En tout cas, et c'est déjà un mérite, Laissez-passer
donne envie d'en savoir plus sur cette période et son cinéma.
Il doit y avoir des livres de Siclier là-dessus, qu'il me tarde
de consulter.
JEUDI.
Newton. L'enseigne de la nouvelle
pharmacie perd son M qui s'écrase sur le trottoir, mal collé
à cause du gel. Alice tombe de sa table à langer. Le M seul
est fichu.
Courrier. J'envoie un cadeau de Noël
au jeune F., des vœux à K., une coupure du Monde à l'AGP.
TV. Sixième Sens (The
Sixth Sense, M.Night Shyamalan, U.S.A., 1999 avec Bruce Willis, Haley
Joe Osment, Toni Colette, Olivia Williams, Glenn Fitzgerald, Donnie Wahlberg,
Mischa Barton, Trevor Morgan, Bruce Norris).

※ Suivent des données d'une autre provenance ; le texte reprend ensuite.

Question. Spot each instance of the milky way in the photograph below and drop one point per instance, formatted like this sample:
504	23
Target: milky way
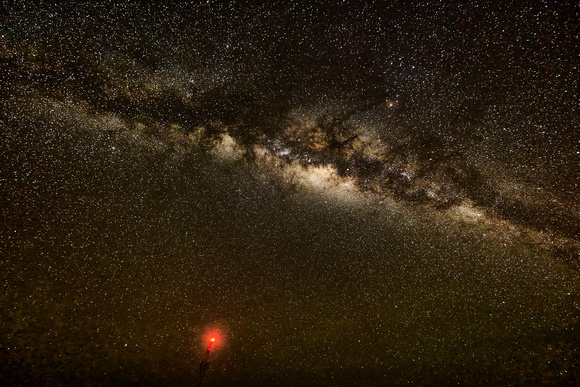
343	193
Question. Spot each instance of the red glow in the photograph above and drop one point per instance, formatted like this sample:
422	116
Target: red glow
212	338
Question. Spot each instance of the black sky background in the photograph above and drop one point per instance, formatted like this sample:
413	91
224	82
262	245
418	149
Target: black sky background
128	232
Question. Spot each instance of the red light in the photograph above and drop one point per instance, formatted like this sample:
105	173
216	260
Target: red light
212	338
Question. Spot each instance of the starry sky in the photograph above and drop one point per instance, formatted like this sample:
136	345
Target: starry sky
342	193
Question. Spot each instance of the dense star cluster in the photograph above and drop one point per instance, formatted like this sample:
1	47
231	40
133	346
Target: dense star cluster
338	193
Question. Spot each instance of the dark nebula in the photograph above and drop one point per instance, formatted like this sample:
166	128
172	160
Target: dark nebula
343	193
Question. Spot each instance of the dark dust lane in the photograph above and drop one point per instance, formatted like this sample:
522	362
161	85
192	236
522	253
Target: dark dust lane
340	194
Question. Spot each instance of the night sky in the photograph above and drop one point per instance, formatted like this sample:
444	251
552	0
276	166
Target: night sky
341	193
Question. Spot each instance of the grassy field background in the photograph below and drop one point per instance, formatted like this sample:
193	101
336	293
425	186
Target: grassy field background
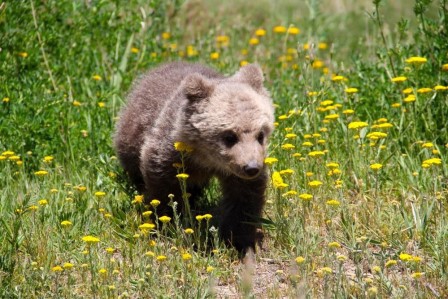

Philadelphie. Un jeune garçon est hanté par des visions
de morts qui lui réclament de l'aide. Un psychologue essaie de
lui faire vaincre sa peur.
En voyant ce film pour la deuxième fois, je me suis bien sûr
attaché à déceler les indices qui permettent de sinon
deviner, du moins expliquer la révélation finale. Ceux-ci
sont suffisamment peu nombreux et ténus pour faire en sorte que
la surprise fonctionne parfaitement. Cette nouvelle vision permet également
de voir les emprunts à L'Exorciste que je n'ai découvert
qu'entre-temps (cf. notules n° 2). Enfin, en étant débarrassé
du besoin de comprendre, on peut trouver plus de défauts au film
: une lenteur du récit qui devient pesante, le visage de chien
battu de Bruce Willis, les effets musicaux faciles. Sixième Sens
est un film habile, mais pas un chef-d'œuvre.
VENDREDI.
Courrier. Je reçois les vœux
chaleureux de M.D., mon ancien principal.
Voyage. Nous laissons Alice, Lucie
et son angine chez mes beaux-parents et prenons le 19 heures 36 pour Paris.
J'abats la première grille de mon volume de Laclos.
Lecture. Moi, les parapluies
(François Barcelo, Éditions Libre Expression, Montréal,
1994, Gallimard, coll. Série Noire n°2547).
Sorel, Québec. Le jeune Normand Bazinet passe sept ans dans une
maison de redressement, accusé d'avoir tué sa grand-mère
en lui plantant un parapluie dans la bouche sur son lit d'hôpital.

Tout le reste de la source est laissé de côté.